Si realizamos un examen de las intervenciones gnómicas y psicorraciones que realiza el narrador en los capítulos donde se desarrolla la trama de los comunistas, podemos apreciar que muchas de ellas tienen semejanzas y correspondencias con los juicios que realiza Revueltas en el Ensayo sobre un proletariado sin cabeza de 1962. Por motivos de espacio, son tres los tópicos en los que me detendré: 1) El partido como noción ética, 2) Sofismas y dogmatismo en el Partido Comunista Mexicano (PCM), y 3) Las balas de Anteo y los monstruos de bien. En este último apartado busco mostrar cómo la figura mítica de Anteo, y la de los “mountruos del bien”, se convierten en la metáfora que nos conduce hacia una perspectiva de análisis del PCM.

  1. El partido como noción ética.

El partido como noción ética aparece, de forma más explícita, en el capítulo X de Los Errores, que lleva el nombre de “Ismael Cabrera”. En las siguientes líneas, el narrador describe este concepto: “El partido como noción moral superior, no sólo en su papel de instrumento político, sino como conciencia humana, como la reapropiación de la conciencia”[i].

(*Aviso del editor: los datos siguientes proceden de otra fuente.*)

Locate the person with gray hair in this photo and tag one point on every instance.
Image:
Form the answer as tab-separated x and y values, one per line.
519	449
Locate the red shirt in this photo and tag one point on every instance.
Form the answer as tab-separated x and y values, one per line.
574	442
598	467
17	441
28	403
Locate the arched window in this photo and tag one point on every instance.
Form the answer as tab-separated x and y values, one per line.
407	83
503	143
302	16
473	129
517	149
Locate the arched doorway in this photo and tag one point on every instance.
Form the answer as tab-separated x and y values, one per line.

Más adelante, el narrador se desplaza entre los recuerdos del personaje Jacobo Ponce hasta llegar a un diálogo con Patricio Robles, dirigente del partido:

-¿De dónde saca usted esas tonterías idealistas, camarada Jacobo, acerca del partido como noción ética? -Patricio lo había mirado con aire cruel y lleno de vehemente desprecio, un rictus de asco en la comisura de los labios-. ¡Pendejadas! El partido es la vanguardia del proletariado. Nosotros representamos en México esa vanguardia. Eso es lo que debe estar claro para todos[ii].

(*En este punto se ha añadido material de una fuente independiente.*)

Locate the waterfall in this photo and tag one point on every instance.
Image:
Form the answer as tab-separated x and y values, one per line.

Después de esto, el narrador vuelve a desplazarse en la memoria de Ponce hasta llegar a otro diálogo que sostiene, ahora, con Ismael Cabrera, miembro del Comité Central del PCM:

Estoy de acuerdo contigo: es necesario en absoluto comenzar a decirlo, explicárselo a todos. En la comprensión de esto radica el porvenir; No el porvenir inmediato, sino el de más adelante, el de los destinos de la conciencia socialista después del triunfo. De acuerdo por completo. Mira: la verdad es que caminamos por el filo de la navaja de esa fórmula horriblemente acariciante y tentadora, de que el fin justifica los medios. Un descuido y ahí estaremos ya, inconscientes, ciegos. Bien; esto acaso pudiera tolerarse en la lucha contra el capitalismo. Digo pudiera. No debe tolerarse en ninguna clase de circunstancias. Pero, ¿te lo imaginas después? Correríamos el riesgo de convertir en mentiras las grandes verdades históricas; de entregar la dirección de la sociedad a los locos de la inteligencia, a los santos malos de que tú hablas. Terminaríamos por pensar que los hombres no tienen salida[iii].

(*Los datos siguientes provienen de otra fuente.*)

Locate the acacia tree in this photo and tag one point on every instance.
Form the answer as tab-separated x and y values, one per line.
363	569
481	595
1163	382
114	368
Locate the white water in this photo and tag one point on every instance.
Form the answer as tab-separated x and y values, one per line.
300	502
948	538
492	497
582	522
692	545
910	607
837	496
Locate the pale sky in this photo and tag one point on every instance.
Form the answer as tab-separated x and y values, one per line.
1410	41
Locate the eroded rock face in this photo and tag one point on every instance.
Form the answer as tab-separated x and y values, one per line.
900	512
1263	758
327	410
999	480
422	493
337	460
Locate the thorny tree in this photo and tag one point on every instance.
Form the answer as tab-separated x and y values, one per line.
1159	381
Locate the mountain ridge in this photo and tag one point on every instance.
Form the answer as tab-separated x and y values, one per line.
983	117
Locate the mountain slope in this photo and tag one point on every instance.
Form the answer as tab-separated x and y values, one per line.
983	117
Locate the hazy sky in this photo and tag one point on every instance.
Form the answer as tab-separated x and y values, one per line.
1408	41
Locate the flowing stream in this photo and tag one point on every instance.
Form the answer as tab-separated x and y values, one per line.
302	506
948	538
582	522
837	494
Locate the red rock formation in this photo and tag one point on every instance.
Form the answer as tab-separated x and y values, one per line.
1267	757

El concepto de partido como noción ética trae consigo la idea de verlo no solo como un instrumento político, sino como medio para la reapropiación de la conciencia del hombre, pues de asumir que el partido es sólo la vanguardia del proletariado per se, por el simple hecho de decirse comunista, y que a los comunistas les asiste la verdad histórica, en su nombre se podrían realizar muchos crímenes. En el Ensayo sobre un Proletariado sin cabeza encontramos las siguientes líneas:

Caracterizan al stalinismo, de este modo, dos rasgos fundamentales: a) la deformación de la conciencia proletaria, el abandono de su racionalidad y de su tendencia histórica hacia la rehumanización del hombre, que son sustituidos por una autodeformación de la conciencia; y b) la sustitución del carácter revolucionario del proceso por una tendencia conservadora dominante dentro del mismo[iv].

Es decir, la deformación de la conciencia deviene en que se deja de luchar por la emancipación plena del hombre. En la novela se ejemplifica un rasgo del estalinismo y no se realiza el proceso de desarrollar la categoría del partido como conciencia organizada como sí se hace en el Ensayo… , pues el interés es otro: es ahondar acerca del silencio que tienen que guardar los comunistas, la verdad que ocultan respecto a las deformaciones que genera el partido; es por ello que, aunque ello no fuese directamente la razón de la expulsión del personaje Jacobo del partido, es un punto nodal desde donde se erige la crítica de Revueltas en la novela.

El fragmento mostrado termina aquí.